Bagaimana hukum menerima fee dari klien atas sebuah pembelian yang dilakukannya kepada kita atau mencari keuntungan untuk pribadi atas barang perusahaan yang dijual. Padahal hal tersebut tidak di atur secara resmi dalam aturan perusahaan tempat dirinya bekerja ?
Fee tersebut haram hukumnya diterima. Sebab jika seseorang telah bekerja di suatu instansi dan sudah mendapat gaji untuk pekerjaannya itu, maka uang atau harta yang diterimanya selain dari gaji hukumnya haram.
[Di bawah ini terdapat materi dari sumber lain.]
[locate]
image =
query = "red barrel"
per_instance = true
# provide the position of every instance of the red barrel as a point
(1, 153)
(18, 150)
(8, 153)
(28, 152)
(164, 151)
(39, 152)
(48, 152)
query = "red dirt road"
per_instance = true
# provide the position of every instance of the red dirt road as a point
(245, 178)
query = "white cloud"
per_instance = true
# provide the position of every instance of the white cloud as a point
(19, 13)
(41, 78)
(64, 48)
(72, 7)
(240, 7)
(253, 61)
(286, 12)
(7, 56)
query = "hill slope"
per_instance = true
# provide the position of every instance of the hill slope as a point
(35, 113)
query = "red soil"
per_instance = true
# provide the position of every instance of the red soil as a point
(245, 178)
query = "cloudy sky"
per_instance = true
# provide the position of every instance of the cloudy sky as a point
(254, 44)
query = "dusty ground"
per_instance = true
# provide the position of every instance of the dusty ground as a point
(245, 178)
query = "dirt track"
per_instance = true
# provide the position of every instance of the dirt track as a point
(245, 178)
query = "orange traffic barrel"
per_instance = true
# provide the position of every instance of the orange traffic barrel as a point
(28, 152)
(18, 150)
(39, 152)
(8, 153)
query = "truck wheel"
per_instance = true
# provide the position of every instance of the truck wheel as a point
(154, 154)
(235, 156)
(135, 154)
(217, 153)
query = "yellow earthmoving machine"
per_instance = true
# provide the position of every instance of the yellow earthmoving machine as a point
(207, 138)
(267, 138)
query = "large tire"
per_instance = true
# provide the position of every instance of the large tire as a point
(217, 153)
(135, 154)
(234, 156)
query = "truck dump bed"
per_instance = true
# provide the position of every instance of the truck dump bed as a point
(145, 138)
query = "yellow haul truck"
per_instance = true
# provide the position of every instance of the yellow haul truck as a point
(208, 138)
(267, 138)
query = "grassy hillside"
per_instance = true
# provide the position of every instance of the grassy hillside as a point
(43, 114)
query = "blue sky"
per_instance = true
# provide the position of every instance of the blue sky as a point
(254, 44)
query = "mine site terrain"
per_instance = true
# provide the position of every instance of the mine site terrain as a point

Dalil keharamannya adalah hadis sahih, yang diriwayatkan dari Buraidah RA dari ayahnya bahwa Nabi SAW bersabda :
“Barangsiapa yang telah kami jadikan pegawai, lalu telah kami berikan gaji kepadanya, maka apa saja yang diambilnya selain dari gaji itu, adalah suatu kecurangan/pengkhianatan (ghulul).” (HR Abu Dawud). Menurut pentahqiqan Nashiruddin Al-Albani hadis ini sahih, lihat kitab-kitabnya : Misykatul Mashabih, 2/353;Shahih At-Targhib wa At-Tarhib, 1/191, Ghayatul Maram fi Takhrij Ahadits Al-Halal wa Al-Haram, 1/265, Shahih wa Dha’if Sunan Abu Dawud, 6/443; Imam Syaukani, Nailul Authar, 6/459).
Arti asal ghulul adalah pengkhianatan dalam ghanimah (harta rampasan perang) dan dalam harta fai`(al-khiyanah fi al-ghanimah wa maal al-fai`) (‘Aunul Ma’bud, 6/419). Maksudnya, ghulul adalah mencuri harta rampasan perang sebelum harta rampasan itu dibagikan (as-sariqah minal ghanimah qabla al-qismah, stealing from the war booty before its distribution). (Rawwas Qal’ah Jie, Mu’jam Lughah Al-Fuqaha`, hal.250).
Namun, hadis di atas sebenarnya bermakna umum, yaitu dapat diterapkan dalam hukumijarah (akad tenaga kerja/pegawai), tidak hanya berlaku untuk konteks kecurangan dalam harta ghanimah. Sebab pemaknaan ghulul sebagai pencurian harta ghanimah hanyalah pemaknaan menurut kebiasaan yang terjadi pada ghalibnya (al-ghalib al-urfi) (Al-Munawi,Faidhul Qadir Syarah Al-Jami’ Ash-Shaghir, 6/73).
Selain itu, hadis di atas datang dalam bentuk umum, yaitu diawali dengan kata “man” (barangsiapa), yang merupakan lafal umum. Jadi, kata ghulul dapat diartikan secara umum, yaitu mengambil sesuatu lalu memanipulasinya ke dalam hartanya sendiri, atau tindakan yang dilakukan secara tidak jujur (akhdzu asy-syai`i wa dassuhu fi mataa’ihi; to act unfaithfully) (Rawwas Qal’ah Jie, Mu’jam Lughah Al-Fuqaha`, hal.250).
Walhasil, kata ghulul tidak hanya dapat diterapkan untuk konteks pencurian ghanimah, tapi dapat berlaku pula untuk setiap pengkhianatan atau kecurangan dalam urusan harta benda. Maka tak heran Imam Syaukani menjelaskan pemberlakukan hadis di atas dalam konteks hukum ijarah dengan berkata :
“Dalam hadis ini terdapat dalil bahwa tidak halal bagi seorang pegawai (‘amil) mengambil tambahan dari apa yang telah ditetapkan oleh pihak yang mempekerjakannya, dan bahwa apa yang diambilnya di luar gaji itu, adalah termasuk pengkhianatan (ghulul). (Imam Syaukani, Nailul Authar, 6/459).
Dengan demikian, berdasarkan hadis ini, jika seseorang telah bekerja untuk suatu pihak yang mempekerjakannya (baik yang mempekerjakannya itu individu maupun pemerintah), dan orang itu sudah mendapat gaji untuk pekerjaannya, maka uang atau harta yang diambilnya/diterimanya selain dari gaji tersebut, hukumnya haram.
Kesimpulannya, fee tersebut haram hukumnya dan tidak boleh diterima. Praktik semacam ini harus segera diakhiri, karena termasuk dosa, bahkan dosa besar (al-kaba`ir). (Al-Munawi, Faidhul Qadir Syarah Al-Jami’ Ash-Shaghir, 6/73). Nauzhu billah min dzalik.Wallahu a’lam.